Wałęsa backs out of informant debate
PR dla Zagranicy
Former president of Poland Lech Wałęsa has backed out of a debate that he had proposed about his alleged cooperation with the communist security services during the 1970s.
Lech Walęsa. Photo: wikimedia commons/Stowarzyszenia SIEMACHA
The debate had been due to be hosted this March by Poland's Institute of National Remembrance (IPN), a state body charged with investigating crimes against Polish citizens during WWII and the ensuing communist era.
Wałesa, who led the Solidarity trade union in the 1980s, had called on IPN to organise the debate, arguing that he had material that would vindicate him once and for all.

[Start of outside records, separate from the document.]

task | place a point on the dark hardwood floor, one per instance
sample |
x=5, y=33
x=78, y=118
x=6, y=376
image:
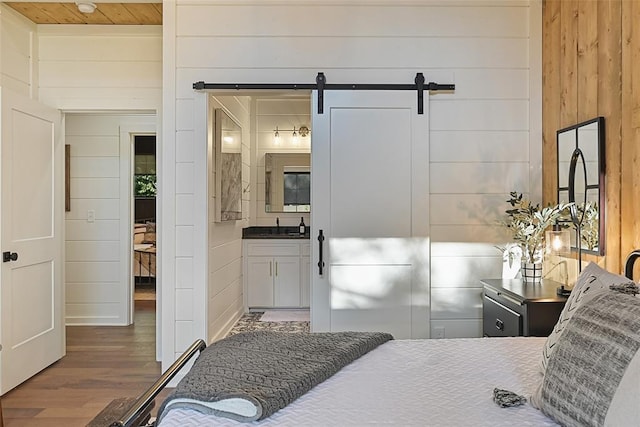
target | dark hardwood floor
x=102, y=364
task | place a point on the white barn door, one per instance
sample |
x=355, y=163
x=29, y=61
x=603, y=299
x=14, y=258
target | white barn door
x=370, y=200
x=31, y=209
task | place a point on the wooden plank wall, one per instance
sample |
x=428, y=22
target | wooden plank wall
x=587, y=72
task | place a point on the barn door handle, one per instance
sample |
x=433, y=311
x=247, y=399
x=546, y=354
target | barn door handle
x=321, y=261
x=9, y=256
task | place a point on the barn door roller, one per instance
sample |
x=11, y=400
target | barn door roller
x=321, y=85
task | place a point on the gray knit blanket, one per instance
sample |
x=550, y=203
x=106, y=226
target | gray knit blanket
x=249, y=376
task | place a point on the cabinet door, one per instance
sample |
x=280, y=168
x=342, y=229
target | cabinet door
x=287, y=281
x=305, y=281
x=260, y=271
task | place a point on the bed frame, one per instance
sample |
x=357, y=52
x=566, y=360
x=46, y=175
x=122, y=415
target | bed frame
x=139, y=413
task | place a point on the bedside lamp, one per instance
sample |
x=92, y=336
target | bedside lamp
x=558, y=241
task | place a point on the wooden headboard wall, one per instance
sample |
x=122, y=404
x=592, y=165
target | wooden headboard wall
x=589, y=51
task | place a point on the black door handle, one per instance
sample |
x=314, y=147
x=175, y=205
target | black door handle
x=321, y=261
x=9, y=256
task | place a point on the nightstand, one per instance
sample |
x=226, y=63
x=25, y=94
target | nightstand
x=512, y=308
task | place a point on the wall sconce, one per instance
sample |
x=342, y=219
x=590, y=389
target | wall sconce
x=276, y=137
x=86, y=7
x=302, y=131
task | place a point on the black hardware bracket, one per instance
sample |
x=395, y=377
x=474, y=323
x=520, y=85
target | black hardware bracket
x=9, y=256
x=321, y=85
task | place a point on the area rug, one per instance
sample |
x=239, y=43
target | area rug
x=251, y=322
x=285, y=316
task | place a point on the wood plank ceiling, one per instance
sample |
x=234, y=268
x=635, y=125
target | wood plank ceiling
x=105, y=13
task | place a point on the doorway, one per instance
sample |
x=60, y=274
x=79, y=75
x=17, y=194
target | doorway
x=144, y=213
x=99, y=224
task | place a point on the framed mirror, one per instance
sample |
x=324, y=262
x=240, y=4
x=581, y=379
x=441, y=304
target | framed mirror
x=581, y=172
x=228, y=177
x=287, y=182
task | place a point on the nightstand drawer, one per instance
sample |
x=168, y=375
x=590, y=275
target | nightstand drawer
x=500, y=321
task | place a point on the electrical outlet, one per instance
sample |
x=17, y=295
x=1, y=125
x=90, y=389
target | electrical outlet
x=438, y=332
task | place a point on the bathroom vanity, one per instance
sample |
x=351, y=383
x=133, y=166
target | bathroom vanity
x=276, y=268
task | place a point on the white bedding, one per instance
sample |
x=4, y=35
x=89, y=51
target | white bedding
x=446, y=382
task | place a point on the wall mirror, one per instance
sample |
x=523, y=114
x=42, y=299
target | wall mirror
x=581, y=172
x=287, y=182
x=228, y=176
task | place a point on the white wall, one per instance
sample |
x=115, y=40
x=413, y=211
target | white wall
x=115, y=73
x=18, y=48
x=482, y=135
x=285, y=112
x=97, y=268
x=106, y=67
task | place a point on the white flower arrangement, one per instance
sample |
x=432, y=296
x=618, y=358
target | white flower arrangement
x=528, y=223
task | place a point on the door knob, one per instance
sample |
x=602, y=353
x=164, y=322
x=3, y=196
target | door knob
x=9, y=256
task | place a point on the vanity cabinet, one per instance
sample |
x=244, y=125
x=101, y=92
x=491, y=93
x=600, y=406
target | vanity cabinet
x=274, y=273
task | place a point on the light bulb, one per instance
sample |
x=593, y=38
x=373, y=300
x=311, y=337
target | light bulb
x=295, y=137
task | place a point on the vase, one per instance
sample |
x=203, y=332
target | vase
x=531, y=272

IPN agreed to the proposal, but Wałęsa has now written on his personal blog that he will not take part, and that he will instead take the institute to court.
Wałęsa reflected that over the years, IPN has undermined “the magnificent victory over communism [that was carried out] under my undisputed leadership from start to finish.”

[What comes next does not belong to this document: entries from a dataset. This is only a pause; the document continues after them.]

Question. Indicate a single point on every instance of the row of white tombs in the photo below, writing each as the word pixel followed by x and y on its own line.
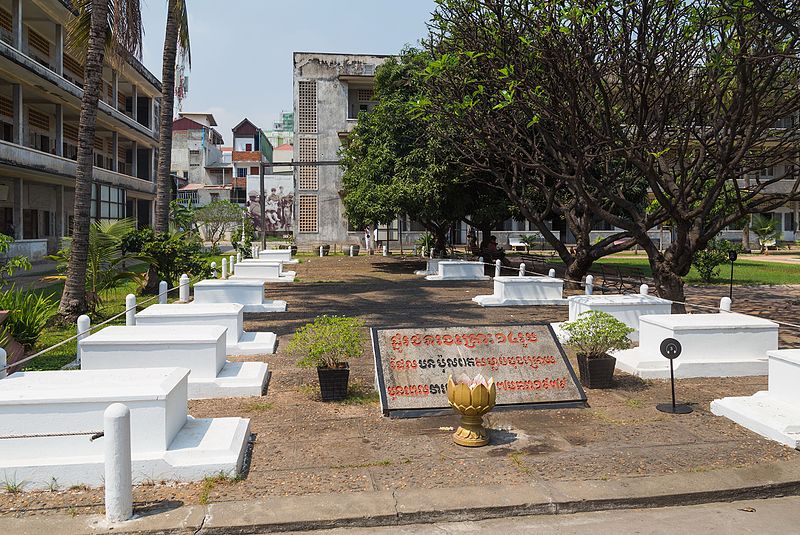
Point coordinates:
pixel 172 353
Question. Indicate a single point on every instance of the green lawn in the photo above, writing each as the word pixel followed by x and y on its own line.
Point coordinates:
pixel 746 270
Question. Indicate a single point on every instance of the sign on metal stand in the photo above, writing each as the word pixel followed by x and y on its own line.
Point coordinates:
pixel 671 349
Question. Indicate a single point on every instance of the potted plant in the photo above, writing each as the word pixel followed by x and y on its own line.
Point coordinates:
pixel 592 336
pixel 326 344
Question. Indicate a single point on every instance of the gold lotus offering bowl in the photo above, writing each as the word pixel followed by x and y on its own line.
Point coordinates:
pixel 471 398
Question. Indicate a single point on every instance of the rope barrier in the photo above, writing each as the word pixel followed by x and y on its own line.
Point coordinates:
pixel 91 328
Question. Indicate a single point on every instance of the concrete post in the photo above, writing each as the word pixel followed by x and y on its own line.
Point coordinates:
pixel 162 292
pixel 3 363
pixel 130 310
pixel 117 445
pixel 183 290
pixel 84 324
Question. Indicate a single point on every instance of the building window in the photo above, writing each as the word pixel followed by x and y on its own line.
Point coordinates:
pixel 307 213
pixel 308 176
pixel 307 107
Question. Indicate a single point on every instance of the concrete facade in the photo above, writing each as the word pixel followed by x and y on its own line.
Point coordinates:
pixel 40 96
pixel 329 92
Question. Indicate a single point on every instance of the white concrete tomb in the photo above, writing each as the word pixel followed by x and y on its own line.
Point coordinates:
pixel 201 348
pixel 166 443
pixel 521 291
pixel 279 255
pixel 774 413
pixel 627 308
pixel 247 292
pixel 229 315
pixel 458 270
pixel 714 345
pixel 262 269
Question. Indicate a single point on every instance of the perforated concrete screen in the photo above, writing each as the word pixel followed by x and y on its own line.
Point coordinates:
pixel 307 107
pixel 307 213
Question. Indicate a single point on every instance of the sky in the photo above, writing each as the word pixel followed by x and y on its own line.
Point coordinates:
pixel 242 49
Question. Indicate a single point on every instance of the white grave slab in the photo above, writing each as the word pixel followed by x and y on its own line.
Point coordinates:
pixel 247 292
pixel 262 269
pixel 278 255
pixel 166 443
pixel 524 291
pixel 714 345
pixel 626 308
pixel 200 348
pixel 229 315
pixel 458 270
pixel 774 413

His alleged cooperation with Poland's security services (SB), under the pseudonym of "Bolek", followed the repression of strikes in Gdańsk and its environs in 1970, which he had taken part in.
He supposedly broke off ties with the SB several years before the landmark 1980 strike at the Gdańsk Shipyard, a protest that led to the birth of the Solidarity trade union and his meteoric rise to international fame. (nh/pk)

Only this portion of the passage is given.